U.S. District Judge Tanya Chutkan ruled this week that the Environmental Protection Agency (EPA) cannot terminate parts of the billions of dollars in climate grants awarded under the previous White House administration.
According to Chutkan’s order, the EPA cannot “deny, obstruct, delay, or otherwise limit access to funds in accounts established in connection with Plaintiffs’ grants, including funds in accounts established by Plaintiffs’ subgrantees.”
Climate United Fund CEO Beth Bafford celebrated the ruling, saying the order “gives us a chance to breathe after the EPA unlawfully — and without due process — terminated our awards and blocked access to funds that were appropriated by Congress and legally obligated.”
“After a year-long application process, we were hired to do a job that we’ve done for decades: investing in communities and strengthening markets. We want to get back to work,” Bafford said.
Chutkan issued a temporary restraining order against the EPA’s grant terminations in March. “Based on the record before the court, and under the relevant statutes and various agreements, it does not appear that EPA Defendants took the legally required steps necessary to terminate these grants, such that its actions were arbitrary and capricious,” Chutkan wrote at the time.
“The Biden EPA handled politically connected and inexperienced nongovernmental organizations tens of billions in taxpayer funding in a manner that deliberately reduced the ability of EPA to conduct proper oversight,” EPA Administrator Lee Zeldin said following the March order. “I will not rest until these hard-earned taxpayer dollars are returned to the U.S. Treasury.
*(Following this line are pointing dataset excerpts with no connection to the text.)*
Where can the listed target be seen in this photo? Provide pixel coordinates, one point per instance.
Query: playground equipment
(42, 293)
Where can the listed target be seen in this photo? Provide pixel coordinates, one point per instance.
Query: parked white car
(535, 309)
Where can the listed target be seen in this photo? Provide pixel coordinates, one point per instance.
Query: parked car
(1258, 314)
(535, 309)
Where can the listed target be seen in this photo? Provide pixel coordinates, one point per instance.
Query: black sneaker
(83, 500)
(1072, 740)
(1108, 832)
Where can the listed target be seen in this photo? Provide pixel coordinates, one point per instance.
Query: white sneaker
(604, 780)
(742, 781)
Every penny EPA spends will go towards our core mission of protecting human health and the environment, and Powering the Great American Comeback.”
Update:
The D.C. Court of Appeals issued a hold on Chutkan’s ruling, writing, “The purpose of this order is to give the court sufficient opportunity to consider the district court’s forthcoming opinion in support of its order granting a preliminary injunction together with the emergency motion for stay pending appeal and any response thereto, and should not be construed in any way as a ruling on the merits of that motion.”